## Lab - EDA Bivariate Analysis: Diving into Amazon UK Product Insights Part II

Objective: Delve into the dynamics of product pricing on Amazon UK to uncover insights that can inform business strategies and decision-making.

Dataset: This lab utilizes the Amazon UK product dataset which provides information on product categories, brands, prices, ratings, and more from from Amazon UK. You'll need to download it to start working with it.

# Part 1: Analyzing Best-Seller Trends Across Product Categories

Objective: Understand the relationship between product categories and their best-seller status.

1. Crosstab Analysis:
- Create a crosstab between the product category and the isBestSeller status.
- Are there categories where being a best-seller is more prevalent?
- Hint: one option is to calculate the proportion of best-sellers for each category and then sort the categories based on this proportion in descending order.

In [1]:
import pandas as pd
import matplotlib.pyplot as plt
import seaborn as sns
import numpy as np

%matplotlib inline

In [2]:
df=pd.read_csv("amz_uk_price_prediction_dataset.csv")
df.head()

FileNotFoundError: [Errno 2] No such file or directory: 'amz_uk_price_prediction_dataset.csv'

In [None]:
crosstab= pd.crosstab(df['category'], df['isBestSeller'])

crosstab

In [None]:
corsstab_sorted=crosstab.sort_values(by=True,ascending=False)
print(corsstab_sorted)

print("En ninguna categoría hay un full de bestsellers o prevalece sobre el resto, pero la que más tiene es Grocery, seguida de Health & Personal Care")

2. Statistical Tests:
- Conduct a Chi-square test to determine if the best-seller distribution is independent of the product category.
- Compute Cramér's V to understand the strength of association between best-seller status and category.

In [None]:
from scipy.stats import chi2_contingency

# Chi-square test for 'category' and 'isBestSeller'
chi2_statistic, chi2_p_value, _, _ = chi2_contingency(crosstab)

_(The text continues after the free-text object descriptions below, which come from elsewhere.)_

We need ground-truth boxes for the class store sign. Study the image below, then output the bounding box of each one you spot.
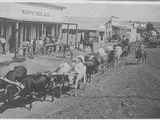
[22,9,51,17]
[0,3,64,22]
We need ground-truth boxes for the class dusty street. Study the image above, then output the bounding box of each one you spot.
[0,48,160,118]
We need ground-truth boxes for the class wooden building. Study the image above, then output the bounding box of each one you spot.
[0,3,67,53]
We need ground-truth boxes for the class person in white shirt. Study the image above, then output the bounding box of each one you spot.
[98,47,106,56]
[106,45,114,52]
[55,62,72,74]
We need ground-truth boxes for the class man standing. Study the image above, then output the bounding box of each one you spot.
[32,39,36,55]
[0,35,6,55]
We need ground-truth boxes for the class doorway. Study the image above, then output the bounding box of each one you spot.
[8,24,16,53]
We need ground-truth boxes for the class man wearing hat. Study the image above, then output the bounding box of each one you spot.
[54,59,72,74]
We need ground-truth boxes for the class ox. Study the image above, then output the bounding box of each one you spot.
[114,45,123,67]
[84,53,100,82]
[73,56,87,96]
[135,45,147,64]
[0,66,52,110]
[0,66,27,102]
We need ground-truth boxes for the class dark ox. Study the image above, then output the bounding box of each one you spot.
[84,51,115,83]
[0,66,52,104]
[84,53,101,82]
[0,65,27,90]
[89,50,116,73]
[4,72,53,111]
[5,65,27,82]
[19,73,52,99]
[0,66,27,102]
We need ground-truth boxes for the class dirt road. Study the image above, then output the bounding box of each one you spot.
[1,48,160,118]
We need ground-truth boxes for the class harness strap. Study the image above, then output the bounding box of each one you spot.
[4,84,21,97]
[0,77,24,89]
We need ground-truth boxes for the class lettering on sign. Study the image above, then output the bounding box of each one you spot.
[22,9,50,17]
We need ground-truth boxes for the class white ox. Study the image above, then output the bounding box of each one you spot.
[69,55,86,96]
[114,46,123,65]
[75,58,86,96]
[55,56,87,96]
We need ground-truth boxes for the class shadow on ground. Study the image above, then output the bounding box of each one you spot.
[0,86,73,113]
[124,62,138,66]
[0,97,35,113]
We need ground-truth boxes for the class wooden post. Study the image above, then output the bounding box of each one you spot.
[1,22,4,36]
[56,24,59,38]
[14,22,19,58]
[104,23,107,43]
[110,19,112,41]
[66,24,69,46]
[41,23,44,37]
[75,24,78,48]
[59,24,63,41]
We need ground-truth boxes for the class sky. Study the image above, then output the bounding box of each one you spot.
[58,2,160,22]
[0,0,160,22]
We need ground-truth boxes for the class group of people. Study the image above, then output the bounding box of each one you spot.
[21,36,57,57]
[0,35,6,55]
[21,36,74,59]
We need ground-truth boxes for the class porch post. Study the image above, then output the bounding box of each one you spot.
[104,23,107,43]
[14,21,19,58]
[41,23,44,37]
[66,24,69,46]
[75,24,78,48]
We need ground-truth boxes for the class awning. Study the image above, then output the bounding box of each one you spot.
[0,3,65,23]
[64,16,108,31]
[97,25,105,32]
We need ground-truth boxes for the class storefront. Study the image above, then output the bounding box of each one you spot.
[63,17,107,46]
[0,3,65,53]
[61,23,78,47]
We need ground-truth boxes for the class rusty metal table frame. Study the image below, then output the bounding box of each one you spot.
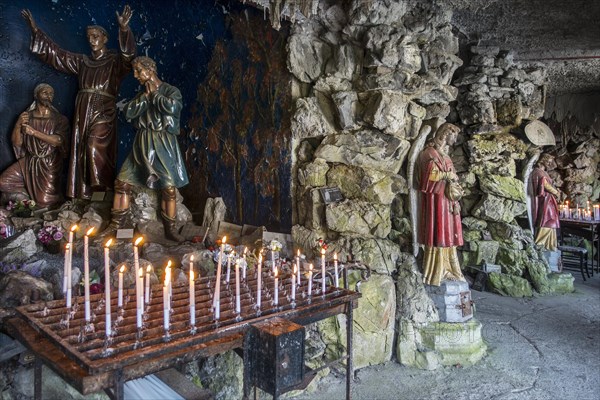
[7,266,361,400]
[560,219,600,274]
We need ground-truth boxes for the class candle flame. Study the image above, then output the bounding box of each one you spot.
[85,227,95,236]
[134,236,143,246]
[334,252,337,260]
[190,254,194,262]
[65,243,70,250]
[321,248,325,255]
[139,268,144,278]
[297,249,300,256]
[167,260,172,268]
[105,238,113,248]
[244,247,248,254]
[222,236,227,244]
[120,265,126,273]
[293,264,297,274]
[309,263,313,271]
[274,267,278,277]
[70,225,78,232]
[146,265,152,273]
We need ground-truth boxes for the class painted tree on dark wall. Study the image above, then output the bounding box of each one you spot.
[185,8,292,232]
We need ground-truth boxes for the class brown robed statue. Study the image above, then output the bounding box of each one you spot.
[0,84,69,209]
[22,6,136,200]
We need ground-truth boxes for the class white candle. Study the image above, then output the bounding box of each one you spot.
[296,249,301,285]
[104,239,113,337]
[321,248,326,295]
[63,243,70,295]
[83,227,94,322]
[190,255,195,326]
[165,260,172,306]
[274,267,279,306]
[271,249,276,273]
[291,264,296,303]
[213,237,225,311]
[594,205,600,221]
[242,247,248,279]
[163,284,169,331]
[164,260,172,327]
[235,259,240,314]
[137,268,144,329]
[308,263,313,297]
[257,254,262,309]
[334,252,339,288]
[226,252,232,284]
[118,265,125,308]
[133,237,143,314]
[66,242,73,308]
[145,265,151,304]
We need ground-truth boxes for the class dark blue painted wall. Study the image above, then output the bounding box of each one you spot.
[0,0,292,231]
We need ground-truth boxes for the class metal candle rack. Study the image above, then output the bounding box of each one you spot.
[14,263,362,380]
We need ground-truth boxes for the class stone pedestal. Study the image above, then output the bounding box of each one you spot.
[543,250,561,272]
[426,280,473,323]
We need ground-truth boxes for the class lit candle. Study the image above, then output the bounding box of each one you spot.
[145,265,151,304]
[118,265,125,308]
[308,263,313,297]
[137,268,144,329]
[165,260,172,305]
[64,225,77,297]
[566,200,570,219]
[235,259,240,314]
[334,252,339,288]
[242,247,248,280]
[274,267,279,306]
[63,243,70,296]
[83,227,94,322]
[163,276,169,331]
[321,248,326,295]
[213,237,226,312]
[256,254,262,309]
[66,242,73,308]
[104,239,113,337]
[291,264,296,303]
[133,237,143,314]
[296,249,301,285]
[190,255,195,327]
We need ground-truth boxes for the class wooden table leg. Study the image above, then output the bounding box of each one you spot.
[34,357,42,400]
[114,369,124,400]
[346,303,354,400]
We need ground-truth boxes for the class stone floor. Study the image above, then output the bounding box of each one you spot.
[296,271,600,400]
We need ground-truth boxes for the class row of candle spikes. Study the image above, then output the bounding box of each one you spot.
[61,231,342,340]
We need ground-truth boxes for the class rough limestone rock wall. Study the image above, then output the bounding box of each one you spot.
[288,0,461,370]
[454,45,573,296]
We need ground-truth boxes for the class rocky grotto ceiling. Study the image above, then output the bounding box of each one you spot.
[243,0,600,95]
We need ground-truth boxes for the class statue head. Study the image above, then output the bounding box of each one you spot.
[86,25,108,53]
[31,83,55,109]
[132,56,157,85]
[434,123,460,147]
[132,56,157,72]
[536,153,555,170]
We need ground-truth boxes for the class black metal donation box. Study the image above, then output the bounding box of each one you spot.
[245,317,305,396]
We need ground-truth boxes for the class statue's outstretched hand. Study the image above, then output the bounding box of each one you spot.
[116,5,132,30]
[22,9,37,32]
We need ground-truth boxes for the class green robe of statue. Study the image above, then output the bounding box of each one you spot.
[117,83,189,189]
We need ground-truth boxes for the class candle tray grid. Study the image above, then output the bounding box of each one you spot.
[15,270,360,375]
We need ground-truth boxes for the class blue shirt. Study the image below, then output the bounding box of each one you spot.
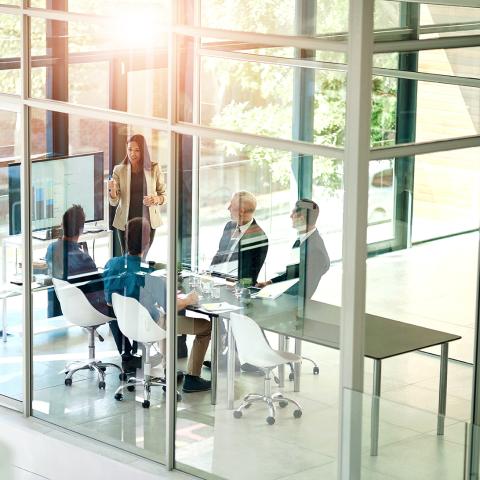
[103,255,167,321]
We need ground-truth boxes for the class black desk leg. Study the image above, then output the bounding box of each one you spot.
[438,342,448,435]
[211,315,218,406]
[294,338,301,393]
[371,359,382,456]
[227,320,235,410]
[278,335,286,388]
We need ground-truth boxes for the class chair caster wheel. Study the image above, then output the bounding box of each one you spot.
[266,416,275,425]
[98,381,106,389]
[64,378,72,386]
[127,385,135,392]
[274,376,280,384]
[313,366,319,375]
[279,400,288,408]
[177,393,182,402]
[119,373,128,381]
[142,400,150,408]
[114,393,123,401]
[293,409,302,418]
[233,410,242,419]
[288,372,294,381]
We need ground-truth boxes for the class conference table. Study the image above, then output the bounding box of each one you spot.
[191,282,461,456]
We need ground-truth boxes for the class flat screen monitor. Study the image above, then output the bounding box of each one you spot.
[8,152,104,235]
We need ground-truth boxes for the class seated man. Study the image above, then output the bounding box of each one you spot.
[46,204,108,318]
[257,199,330,300]
[104,217,212,393]
[210,191,268,285]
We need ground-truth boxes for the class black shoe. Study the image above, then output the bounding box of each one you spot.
[182,375,211,393]
[203,360,211,369]
[240,363,264,375]
[178,335,188,359]
[122,355,142,372]
[159,371,184,391]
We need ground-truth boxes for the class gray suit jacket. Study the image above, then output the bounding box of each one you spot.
[109,162,166,230]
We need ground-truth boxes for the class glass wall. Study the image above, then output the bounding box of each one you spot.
[0,1,479,479]
[0,107,23,403]
[30,109,169,462]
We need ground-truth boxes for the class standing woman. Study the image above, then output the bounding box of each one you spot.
[108,134,166,254]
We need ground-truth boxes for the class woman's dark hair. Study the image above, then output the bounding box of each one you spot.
[62,204,86,237]
[122,134,152,170]
[126,217,151,255]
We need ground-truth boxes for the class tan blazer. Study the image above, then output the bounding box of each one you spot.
[109,162,166,231]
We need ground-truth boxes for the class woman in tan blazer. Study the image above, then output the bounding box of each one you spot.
[108,134,166,254]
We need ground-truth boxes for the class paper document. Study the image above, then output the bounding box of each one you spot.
[255,278,299,300]
[201,302,243,313]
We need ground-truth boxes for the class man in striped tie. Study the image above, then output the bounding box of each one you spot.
[210,191,268,286]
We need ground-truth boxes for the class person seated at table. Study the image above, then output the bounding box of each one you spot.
[210,191,268,285]
[104,217,212,393]
[256,199,330,300]
[45,204,108,318]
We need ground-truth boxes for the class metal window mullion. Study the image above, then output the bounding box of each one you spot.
[338,0,374,478]
[371,134,480,160]
[174,24,347,53]
[25,98,171,132]
[20,3,32,418]
[190,0,201,272]
[374,34,480,54]
[172,122,344,159]
[165,0,178,471]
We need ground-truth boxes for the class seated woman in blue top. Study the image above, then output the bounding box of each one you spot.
[46,204,107,317]
[104,217,212,393]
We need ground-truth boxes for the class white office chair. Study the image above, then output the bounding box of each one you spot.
[111,293,180,408]
[230,312,303,425]
[53,278,125,389]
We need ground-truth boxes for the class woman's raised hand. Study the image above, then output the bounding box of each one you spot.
[108,178,118,198]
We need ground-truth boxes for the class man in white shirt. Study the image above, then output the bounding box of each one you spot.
[257,199,330,299]
[210,191,268,286]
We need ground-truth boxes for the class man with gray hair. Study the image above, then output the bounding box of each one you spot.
[210,191,268,286]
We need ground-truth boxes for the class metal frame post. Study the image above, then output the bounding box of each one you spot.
[338,0,374,478]
[165,0,179,470]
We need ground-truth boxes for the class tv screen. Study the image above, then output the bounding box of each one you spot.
[8,152,104,235]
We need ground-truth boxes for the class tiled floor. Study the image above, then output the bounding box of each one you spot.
[0,233,478,479]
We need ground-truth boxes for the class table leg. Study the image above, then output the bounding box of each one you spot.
[278,335,286,388]
[227,318,235,410]
[294,338,302,392]
[438,342,448,435]
[211,315,218,406]
[370,359,382,456]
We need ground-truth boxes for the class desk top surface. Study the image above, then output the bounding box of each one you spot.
[192,286,461,361]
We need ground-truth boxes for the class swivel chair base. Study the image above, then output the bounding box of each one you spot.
[63,326,125,389]
[113,344,181,407]
[233,368,302,425]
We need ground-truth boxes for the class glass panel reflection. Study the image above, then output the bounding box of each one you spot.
[0,13,20,95]
[30,109,169,463]
[176,135,343,478]
[0,108,22,402]
[30,17,168,116]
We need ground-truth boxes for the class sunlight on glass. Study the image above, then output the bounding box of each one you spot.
[109,8,166,50]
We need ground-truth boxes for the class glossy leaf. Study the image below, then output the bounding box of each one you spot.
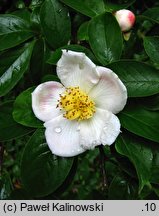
[77,21,89,41]
[144,36,159,64]
[141,94,159,111]
[30,0,44,9]
[30,39,45,84]
[13,87,43,128]
[88,12,123,65]
[150,150,159,184]
[0,41,35,97]
[0,15,34,51]
[12,9,31,21]
[0,46,25,76]
[47,44,98,65]
[143,7,159,23]
[108,61,159,97]
[116,133,159,191]
[115,133,153,192]
[9,189,32,200]
[108,174,137,199]
[21,129,74,197]
[41,74,60,82]
[60,0,105,17]
[0,101,32,141]
[104,0,136,12]
[118,102,159,143]
[40,0,71,49]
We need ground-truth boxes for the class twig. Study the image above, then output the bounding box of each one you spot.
[98,145,108,190]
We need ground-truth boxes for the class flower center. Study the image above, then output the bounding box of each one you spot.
[58,87,95,121]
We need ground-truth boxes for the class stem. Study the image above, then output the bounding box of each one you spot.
[99,145,108,190]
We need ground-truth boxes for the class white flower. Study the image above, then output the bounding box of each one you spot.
[114,9,135,32]
[32,50,127,157]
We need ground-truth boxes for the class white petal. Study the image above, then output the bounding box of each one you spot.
[79,109,120,149]
[57,50,99,93]
[100,112,121,146]
[89,66,127,114]
[44,115,85,157]
[32,81,65,122]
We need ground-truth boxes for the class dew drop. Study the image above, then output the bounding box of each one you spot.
[92,140,97,145]
[54,127,62,133]
[80,139,85,145]
[76,125,80,131]
[71,149,75,154]
[57,9,62,13]
[91,79,98,84]
[92,140,100,146]
[79,63,84,69]
[103,124,109,133]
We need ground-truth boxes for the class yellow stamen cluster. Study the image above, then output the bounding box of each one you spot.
[57,87,96,121]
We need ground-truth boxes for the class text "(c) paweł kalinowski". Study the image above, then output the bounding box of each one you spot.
[20,202,104,212]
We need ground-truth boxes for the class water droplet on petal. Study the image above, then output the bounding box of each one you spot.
[103,123,109,133]
[71,149,75,154]
[54,127,62,133]
[79,63,84,69]
[92,140,100,147]
[76,125,80,131]
[92,140,97,145]
[91,78,98,84]
[80,139,85,145]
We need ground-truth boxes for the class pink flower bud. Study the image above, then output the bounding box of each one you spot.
[114,9,135,32]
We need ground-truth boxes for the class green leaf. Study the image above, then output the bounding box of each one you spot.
[118,102,159,143]
[88,12,123,65]
[30,0,44,9]
[0,101,32,142]
[60,0,105,17]
[0,41,35,97]
[41,74,60,82]
[0,46,25,76]
[77,21,89,41]
[108,61,159,97]
[0,15,35,51]
[104,0,136,12]
[30,39,45,84]
[40,0,71,49]
[142,94,159,111]
[115,133,153,192]
[12,9,31,21]
[9,189,32,200]
[142,7,159,23]
[144,36,159,64]
[153,186,159,197]
[47,44,98,65]
[150,150,159,184]
[13,87,43,128]
[108,173,137,199]
[21,129,74,197]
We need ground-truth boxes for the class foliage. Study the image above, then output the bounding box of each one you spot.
[0,0,159,200]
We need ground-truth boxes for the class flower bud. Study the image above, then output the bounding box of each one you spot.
[114,9,135,32]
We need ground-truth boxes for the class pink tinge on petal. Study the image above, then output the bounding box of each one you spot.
[32,81,65,122]
[128,11,135,25]
[114,9,135,32]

chi2_statistic, chi2_p_value

In [None]:
#H0 -> las variables son independientes 
#H1 -> las variables son dependientes 
# p>0.05 rechazamos H0
# p>=0.05 aceptamos H0

print("""En este caso las variables son dependientes porque rechazamos H0 porque el p values es 0,0, es decir, p<0.05.
Al ser dependientes, ahora vamos a ver su intensidad en cuanto a su relación con Cramers.""")

In [None]:
from scipy.stats.contingency import association

# Computing the association between variables in 'crosstab_result' using the "cramer" method
association(crosstab, method="cramer")

El coeficiente 0,12 sugiere una relación pobre, vaga entre las dos variables.

3. Visualizations:
- Visualize the relationship between product categories and the best-seller status using a stacked bar chart.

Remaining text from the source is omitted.